The hearing comes just three days after Patrick Ricker, owner of the development company that had planned to transform 47 rural acres near Joint Base Andrews into a bustling community called Westphalia Center, was sentenced to one year in jail for his role in the wide-ranging pay-to-play scheme that also sent former County Executive Jack B. Johnson to prison.
The plan for the property — which was voted down by the Prince George's County District Council in June 2011 — called for infrastructure for 364 townhouses, 150 apartments and 8,000 square feet of retail space in a sparsely populated area northeast of Andrews.
The owner of the property, Evangel Cathedral, filed a civil suit in Prince George’s County Circuit Court a month later.
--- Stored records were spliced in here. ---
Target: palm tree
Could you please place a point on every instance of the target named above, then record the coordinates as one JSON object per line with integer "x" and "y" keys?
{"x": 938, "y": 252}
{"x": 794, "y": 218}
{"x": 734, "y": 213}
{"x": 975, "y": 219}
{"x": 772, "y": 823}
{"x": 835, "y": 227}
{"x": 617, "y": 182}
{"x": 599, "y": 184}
Steven Cain, who is listed as Ricker Brothers‘ resident agent on the company’s corporate charter, said he hadn’t been in contact with Ricker recently and wasn’t aware of whether he was still working on the project.
“I don’t believe I’m doing anything active for him,” Mr. Cain said.
A telephone number for Ricker Brothers Realty was disconnected on Friday.
Westphalia Center is a part of the much larger Westphalia Project development plan — which spans 6,000 acres and would have 15,000 new residential housing units, 1 million square feet of retail and 4 million square feet of office space anchored around a town center.
U.S. District Judge Peter J. Messitte on Friday sentenced Ricker, 53, to one year and a day in prison followed by three years of supervised release and ordered him to pay $250,000 restitution.
Ricker pleaded guilty in late 2009 to his role in bribing public officials in exchange for favorable official action on development plans, and for tax evasion.
His guilty plea was not made public until mid-2011, when Johnson pleaded guilty to two felony counts: extortion and conspiracy, and witness and evidence tampering.
Authorities said Ricker and co-conspirators provided goods and services to elected and government officials in exchange for obtaining approvals on two other development projects: the mixed-use Greenbelt Station development and a cluster of single-family homes to be built by Day Homes, Inc.
Ricker could not be reached for comment through his attorney Friday.
County officials declined to comment on the pending development plans.